Por Neva Milicic, psicóloga.
A nadie le cabe duda de que jugar es una actividad que produce la mayor fascinación en los niños. Jugar constituye la forma más habitual por medio de la cual los niños se comunican y aprenden.
La mayoría de los padres lo saben y dedican energía y tiempo para jugar con sus hijos. Están conscientes de que se trata de una actividad que los acerca a los hijos, vinculándolos afectivamente en forma positiva.
Jugar es un derecho del que no puede ser privado ningún niño. Adicionalmente, tiene la ventaja de que ayuda a aprender, y es una experiencia emocionalmente significativa.
El juego es lo más parecido a la felicidad que puede experimentar un niño. Si pensamos que una de las acepciones más aceptadas de la felicidad es "que se trata de un estado emocional asociado a un compromiso pleno, en una actuación sentida como óptima en una actividad significativa".
Los niños tienen extraordinarias capacidades imaginativas, creativas y de aprendizaje, incluso antes de aprender a leer y escribir, y basta entregar a los niños "un entorno suficientemente bueno", para permitir que se desarrollen apropiadamente; el juego necesariamente debe hacer parte de ese entorno positivo, que es tan beneficioso para su desarrollo emocional y cognitivo.
Como sabemos, el cerebro del niño aprende más velozmente que el del adulto, y tiene un mayor número de caminos neuronales disponibles.
En los juegos, el niño estimula diferentes vías y va desarrollando mapas mentales que le permiten entender mejor la realidad.

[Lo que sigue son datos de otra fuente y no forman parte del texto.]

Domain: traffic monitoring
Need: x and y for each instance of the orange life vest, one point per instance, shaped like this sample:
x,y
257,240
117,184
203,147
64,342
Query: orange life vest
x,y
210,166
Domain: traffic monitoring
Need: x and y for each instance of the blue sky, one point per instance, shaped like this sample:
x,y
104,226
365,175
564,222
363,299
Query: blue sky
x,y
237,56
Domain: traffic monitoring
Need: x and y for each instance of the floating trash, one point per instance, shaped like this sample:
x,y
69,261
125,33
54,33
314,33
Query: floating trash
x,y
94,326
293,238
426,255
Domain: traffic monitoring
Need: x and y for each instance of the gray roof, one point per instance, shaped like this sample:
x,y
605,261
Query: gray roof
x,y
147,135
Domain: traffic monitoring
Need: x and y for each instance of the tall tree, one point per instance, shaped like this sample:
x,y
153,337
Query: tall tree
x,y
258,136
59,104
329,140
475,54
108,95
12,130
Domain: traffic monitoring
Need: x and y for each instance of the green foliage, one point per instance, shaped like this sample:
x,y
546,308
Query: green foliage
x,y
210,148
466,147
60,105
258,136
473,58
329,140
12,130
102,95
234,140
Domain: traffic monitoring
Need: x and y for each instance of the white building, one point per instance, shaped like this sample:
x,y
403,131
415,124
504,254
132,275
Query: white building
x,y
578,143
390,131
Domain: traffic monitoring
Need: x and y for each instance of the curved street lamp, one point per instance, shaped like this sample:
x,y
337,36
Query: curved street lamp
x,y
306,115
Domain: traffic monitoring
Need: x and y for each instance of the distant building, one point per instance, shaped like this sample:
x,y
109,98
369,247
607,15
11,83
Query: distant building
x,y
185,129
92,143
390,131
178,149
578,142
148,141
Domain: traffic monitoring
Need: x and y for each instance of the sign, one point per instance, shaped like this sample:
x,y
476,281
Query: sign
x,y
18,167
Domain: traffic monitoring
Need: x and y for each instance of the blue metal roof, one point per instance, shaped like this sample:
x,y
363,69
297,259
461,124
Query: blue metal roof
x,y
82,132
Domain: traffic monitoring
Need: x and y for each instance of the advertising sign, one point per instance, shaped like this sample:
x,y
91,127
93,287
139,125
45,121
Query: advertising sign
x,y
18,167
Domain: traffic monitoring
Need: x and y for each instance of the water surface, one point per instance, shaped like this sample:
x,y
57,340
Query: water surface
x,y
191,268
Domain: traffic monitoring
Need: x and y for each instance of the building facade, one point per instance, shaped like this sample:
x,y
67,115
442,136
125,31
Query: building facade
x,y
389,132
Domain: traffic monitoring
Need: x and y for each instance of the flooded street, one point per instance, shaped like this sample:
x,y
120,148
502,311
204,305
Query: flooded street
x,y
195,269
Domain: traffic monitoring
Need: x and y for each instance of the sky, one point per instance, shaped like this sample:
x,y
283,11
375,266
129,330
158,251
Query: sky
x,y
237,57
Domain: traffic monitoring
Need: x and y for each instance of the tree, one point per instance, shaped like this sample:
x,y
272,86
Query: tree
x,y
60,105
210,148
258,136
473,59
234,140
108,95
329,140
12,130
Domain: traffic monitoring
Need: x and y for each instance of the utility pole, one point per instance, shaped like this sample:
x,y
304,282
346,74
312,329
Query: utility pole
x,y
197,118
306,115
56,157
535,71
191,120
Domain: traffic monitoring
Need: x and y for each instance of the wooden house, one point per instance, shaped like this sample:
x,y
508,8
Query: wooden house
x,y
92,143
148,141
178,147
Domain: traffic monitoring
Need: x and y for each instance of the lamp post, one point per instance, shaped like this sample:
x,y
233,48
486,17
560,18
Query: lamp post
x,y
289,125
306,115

Al jugar, el niño en forma no consciente, va formulando hipótesis y desarrollando causalidades posibles.
Incluso desde muy pequeños -alrededor de los tres años- cuando juegan, van formulando muchas preguntas y sus porqués, expresados o implícitos, lo que los lleva a desarrollar un pensamiento causal.

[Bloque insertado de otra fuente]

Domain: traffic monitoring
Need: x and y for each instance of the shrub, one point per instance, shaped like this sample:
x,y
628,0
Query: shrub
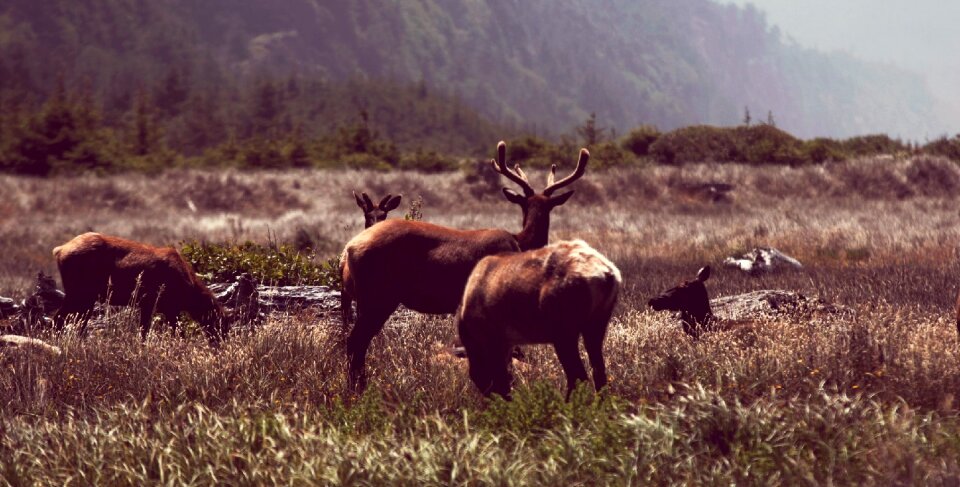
x,y
766,144
639,140
609,154
869,145
697,143
362,160
279,265
427,161
944,147
822,150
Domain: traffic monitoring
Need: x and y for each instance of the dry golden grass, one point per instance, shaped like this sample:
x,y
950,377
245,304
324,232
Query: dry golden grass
x,y
876,235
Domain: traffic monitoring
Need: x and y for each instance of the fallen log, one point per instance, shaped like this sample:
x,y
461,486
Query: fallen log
x,y
773,303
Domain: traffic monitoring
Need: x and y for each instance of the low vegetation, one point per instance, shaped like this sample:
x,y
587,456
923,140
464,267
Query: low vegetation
x,y
865,399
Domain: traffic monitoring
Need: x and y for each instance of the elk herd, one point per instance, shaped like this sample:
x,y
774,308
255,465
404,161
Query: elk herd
x,y
504,289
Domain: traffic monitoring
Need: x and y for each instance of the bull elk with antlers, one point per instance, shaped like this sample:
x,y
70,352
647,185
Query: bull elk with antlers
x,y
95,267
372,214
551,295
425,266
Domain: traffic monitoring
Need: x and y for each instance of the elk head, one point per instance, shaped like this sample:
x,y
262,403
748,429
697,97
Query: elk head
x,y
691,300
374,214
536,206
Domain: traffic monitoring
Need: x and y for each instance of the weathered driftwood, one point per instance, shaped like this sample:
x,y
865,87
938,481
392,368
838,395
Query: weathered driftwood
x,y
17,342
31,313
762,260
773,303
250,301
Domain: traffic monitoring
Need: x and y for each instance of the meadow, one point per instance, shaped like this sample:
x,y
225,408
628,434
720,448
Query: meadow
x,y
863,399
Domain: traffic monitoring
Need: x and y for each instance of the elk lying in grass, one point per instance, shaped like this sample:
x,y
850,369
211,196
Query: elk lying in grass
x,y
372,214
691,300
551,295
425,266
96,268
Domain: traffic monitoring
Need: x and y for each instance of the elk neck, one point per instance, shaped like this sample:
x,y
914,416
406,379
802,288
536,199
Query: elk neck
x,y
536,229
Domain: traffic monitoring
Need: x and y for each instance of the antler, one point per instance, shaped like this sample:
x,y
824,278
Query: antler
x,y
516,175
577,174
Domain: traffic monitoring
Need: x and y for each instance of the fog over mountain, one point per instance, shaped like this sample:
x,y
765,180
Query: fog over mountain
x,y
540,66
919,35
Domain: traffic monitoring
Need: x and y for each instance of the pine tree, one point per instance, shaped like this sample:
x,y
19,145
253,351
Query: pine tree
x,y
589,131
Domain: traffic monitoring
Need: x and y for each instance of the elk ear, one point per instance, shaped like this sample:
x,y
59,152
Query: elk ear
x,y
703,274
560,198
360,202
514,197
390,203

La imaginación está muy ligada al pensamiento causal, tanto en los adultos como en los niños, y cuando se planifica el futuro, las experiencias del pasado están presentes.
Si la niña imagina que su muñeca tiene hambre, jugará a darle su mamadera y podrá decirle: "Tómatela toda para que crezcas", lo cual es por supuesto un juego, pero a la vez es expresión de un aprendizaje.
Como las emociones en los niños tienen una mayor intensidad que en de los adultos, al tener un menor desarrollo de la corteza frontal, se les hace difícil lograr regularlas e inhibirlas.
El proceso de aprender a autorregularse toma tiempo. El juego es un poderoso laboratorio para el desarrollo de emociones positivas, tanto hacia los objetos como hacia los otros, sean éstos adultos o compañeros de juego, y también para favorecer la autorregulación.
Hay muchas razones para favorecer contextos en que los niños puedan jugar, pero quizás la más importante es la felicidad que les provoca y la fascinación que sienten por hacerlo.